Pero todos esos canales, consagrados por la legitimidad del establishment, tienen varios obstáculos que en la práctica resultan insalvables. Lo básico aquí es que la democracia, como tal, es un sistema político, pero lleva adosados unos supuestos económicos que en cierto modo neutralizan todo el discurso bello sobre la igualdad (y también sobre la libertad y la fraternidad, por si acaso).
¿Cuánto vale hacer una marcha que tenga incidencia social? Porque yo puedo salir y marchar solo, pero la gente no sabrá si voy al mercado o si es cosa de tiempo para que me metan en una clínica de reposo. Y aun en ese supuesto, ¿quién pagará el sueldo del que salió a marchar solitario en contra de las injusticias de la vida? Así resulta que la consideración económica más elemental frena las expresiones democráticas que podrían quizá ser más originales o más verdaderas. De hecho, la verdad no es lo más interesante ni lo más fuerte en una democracia. El asunto, admitámoslo, no tiene salida fácil, porque tampoco vamos a subsidiar toda protesta o toda marcha.
Se dirá que siempre existe la posibilidad de ir reclutando gente para tu causa. Eso es cierto, y tiene su grado de eficacia, especialmente desde que Internet y el correo electrónico han acelerado la comunicación entre los posibles simpatizantes. Pero en este otro escenario el problema es el tiempo. ¿Cuánto tiempo requiere organizar un partido político? Y de nuevo: ¿quién invertirá su plata en semejante proyecto, sin viciarlo, además?

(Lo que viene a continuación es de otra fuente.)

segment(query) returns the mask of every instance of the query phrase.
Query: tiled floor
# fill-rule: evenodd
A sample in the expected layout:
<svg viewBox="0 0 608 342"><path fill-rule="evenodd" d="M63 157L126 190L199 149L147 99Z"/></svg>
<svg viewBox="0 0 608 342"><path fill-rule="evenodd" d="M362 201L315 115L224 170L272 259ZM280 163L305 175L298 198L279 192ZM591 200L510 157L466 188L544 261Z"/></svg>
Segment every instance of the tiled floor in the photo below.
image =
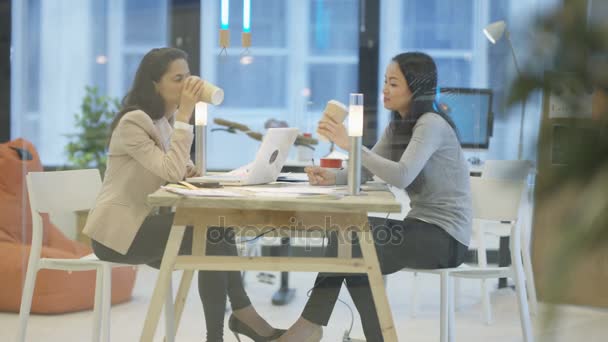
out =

Por contraste –un contraste detestable pero realísimo– el terrorista se hace oír. Bush dice que el mundo es ahora un lugar más seguro, y una semana de atentados, a una fracción de costo de lo que habría que pagar por un minuto de televisión en los Estados Unidos, lo desmiente. El precio en vidas es espantoso; la ética ha sido pisoteada; ningún racional aprobará la muerte de inocentes, pero… por fin el campesino de Arabia se deja oír al mismo volumen que su Jefe Global.
Debe sobrar que aclare que yo en ningún caso apruebo la muerte de inocentes. Pero la democracia ciertamente lo aprueba. Si una mayoría de congresistas dicen que se puede descabezar a fetos con seis meses de vida para sacarlos a pedazos de la matriz, eso es democracia. Y si así mueren centenares de inocentes, eso es democracia; pero si un grupo político extremista y disidente hace visible la muerte, eso es terrorismo, y es abominable (y claro que sí lo es).

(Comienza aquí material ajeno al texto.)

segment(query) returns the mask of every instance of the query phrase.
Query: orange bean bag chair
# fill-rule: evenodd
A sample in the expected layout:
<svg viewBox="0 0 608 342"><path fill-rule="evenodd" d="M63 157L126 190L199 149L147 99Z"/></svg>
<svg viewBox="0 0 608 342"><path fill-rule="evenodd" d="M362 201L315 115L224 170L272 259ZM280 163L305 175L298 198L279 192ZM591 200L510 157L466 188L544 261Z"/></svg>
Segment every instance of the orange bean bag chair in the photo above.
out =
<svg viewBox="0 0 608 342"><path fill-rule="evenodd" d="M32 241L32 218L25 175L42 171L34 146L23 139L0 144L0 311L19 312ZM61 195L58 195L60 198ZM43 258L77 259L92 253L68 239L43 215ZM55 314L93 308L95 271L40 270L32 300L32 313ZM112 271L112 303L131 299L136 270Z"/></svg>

Yo propongo que miremos la violencia de la democracia occidental, esa que supedita las vidas a la tiranía de los números en una votación parlamentaria, y pido que la miremos como contrapartida y abono a otras formas de violencia, incluido el terrorismo.

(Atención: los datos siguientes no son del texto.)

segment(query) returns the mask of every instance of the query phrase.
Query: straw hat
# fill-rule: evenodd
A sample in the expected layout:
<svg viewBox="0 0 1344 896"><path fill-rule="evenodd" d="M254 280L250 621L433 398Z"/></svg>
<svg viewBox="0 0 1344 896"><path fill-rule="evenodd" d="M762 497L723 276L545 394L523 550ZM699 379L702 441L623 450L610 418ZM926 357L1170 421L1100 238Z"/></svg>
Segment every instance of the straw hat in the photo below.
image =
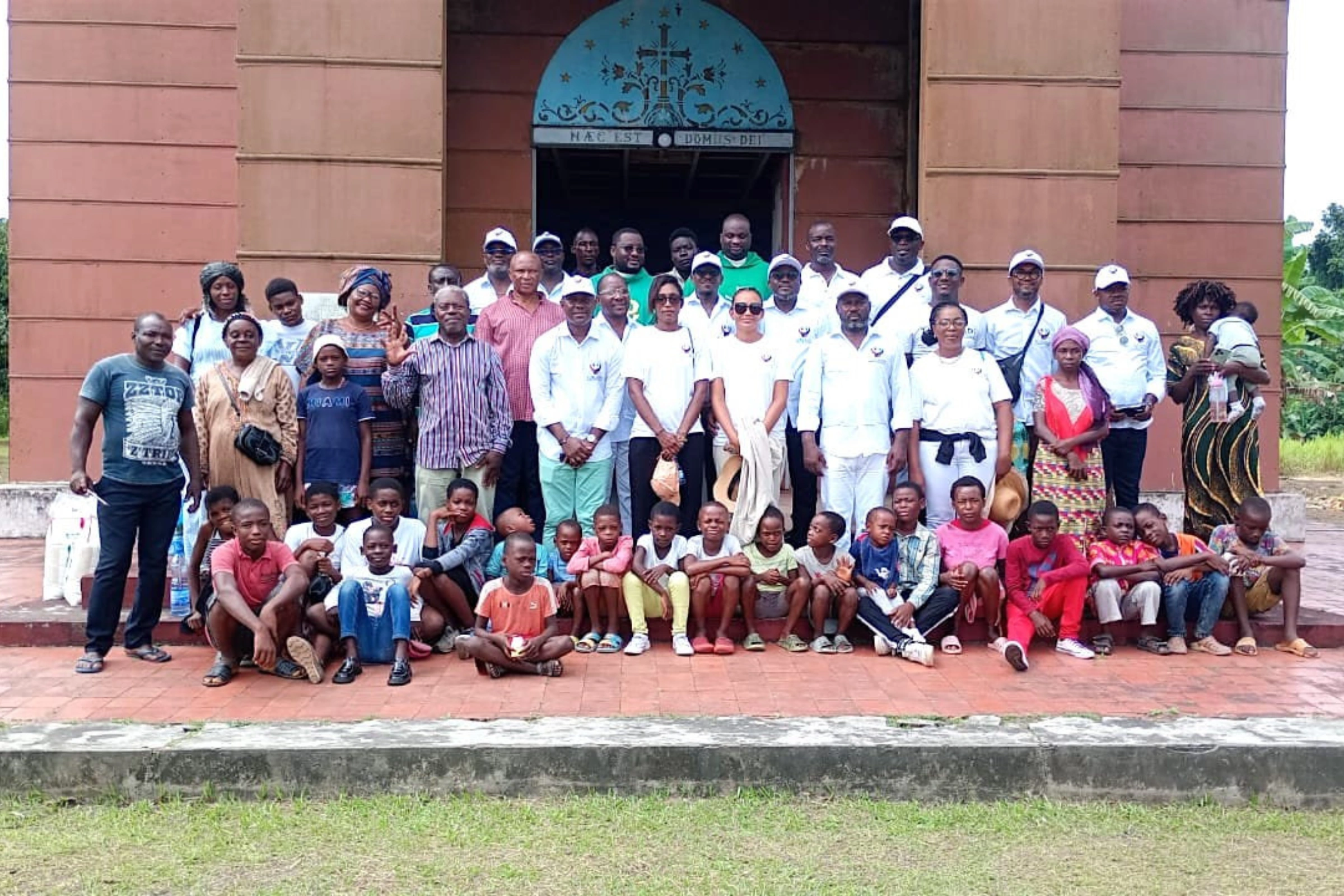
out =
<svg viewBox="0 0 1344 896"><path fill-rule="evenodd" d="M1011 466L1008 472L995 482L995 497L989 504L989 519L999 525L1008 528L1013 520L1021 516L1027 505L1027 480L1021 478L1017 467Z"/></svg>
<svg viewBox="0 0 1344 896"><path fill-rule="evenodd" d="M738 481L742 478L742 455L730 454L714 481L714 500L728 508L731 516L738 508Z"/></svg>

No es sólo la cuestión de los abortos, que debería bastar para nuestra reflexión. Es el tema también de las políticas económicas internacionales, de los préstamos “amarrados”, de las condiciones de pago en los mercados globales, y de los intereses de deuda entre países o regiones enteras. En el sistema de cosas actual, todo eso puede hacerse “limpiamente”, “democráticamente”… y también catastróficamente. Las decisiones así tomadas a menudo lanzan a millones de personas hacia la pobreza, el hambre, una vida de deudas impagables, un futuro oscuro o infernal. Eso es violencia.
Propongo que descubramos, antes de que sea demasiado tarde, que necesitamos algo mejor que el matrimonio entre liberalismo económico y democracia política. No pido ni deseo que volvamos a ningún pasado, sea “glorioso” o “innoble”. Pido que admitamos con humildad sabia, que este modelo genera muertos, y que no todos los muertos pueden esconderse en las bolsas negras de los hospitales abortistas.